これらの大きさをクリアすれば普通車・SUV・ワンボックスでも問題ありません。AT限定免許を取る方も多いですが、特にMTはセダンに多くSUVやワンボックスでは少ない為、教習所ではセダンが多いのです。

セダンの運転をする利点は「大きいもの」に慣れておく

大は小を兼ねるという言葉にあるように、大きいものに慣れておけば小さいものでも扱いやすくなります。運転が最も難しいのが大きさで言うとセダンの為、それを使って学ぶことで得るものが多いのです。

ただしベンツやBMWを始め外車の場合は、左ハンドルやワイパー・ウィンカーと逆になっているものがあったりするのであまり導入に積極的ではありません。車両の前後の間隔やハンドルの切り方・内輪差を含めるとセダンは「一般的な大衆車」「自動車本来の形」と言えます。

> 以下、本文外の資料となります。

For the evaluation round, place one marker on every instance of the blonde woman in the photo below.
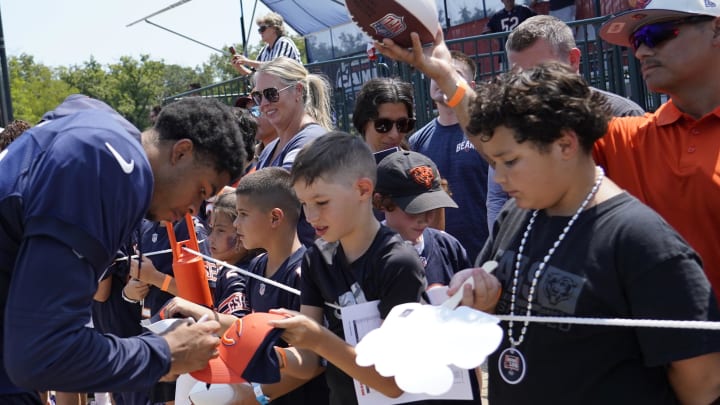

しかし現在では免許を取った後に「アルファード」や「ワンボックス」といったセダンとはかけ離れた形の車両を運転する方も多くいます。見ていてハラハラしたり運転技術が乏しかったり、長年運転しないペーパードライバーでゴールド免許の方は、ペーパードライバー講習を受けて間隔を磨くのが良いでしょう。

左右前後の間隔に慣れる事で「貰い事故」が減り、リア・フロントのデッパリを意識することで運転技術は上げることが出来ます。そしてセダンは軽自動車に比べて車体が重く、乗車している空間と相手の車までに距離があるので運転手や同乗者の安全度は高くなります。

セダンから軽自動車という流れでも、セダンタイプに慣れておくことで運転の幅が広がりより深く自動車を知る事が出来るので頑張ってセダンを運転してみましょう。ちなみに教習車が恋しい方は中古車ショップやインターネットで販売されているので購入することが出来ます、車検も普通に通せますしメンテナンスをきちんと行えば長く乗れます。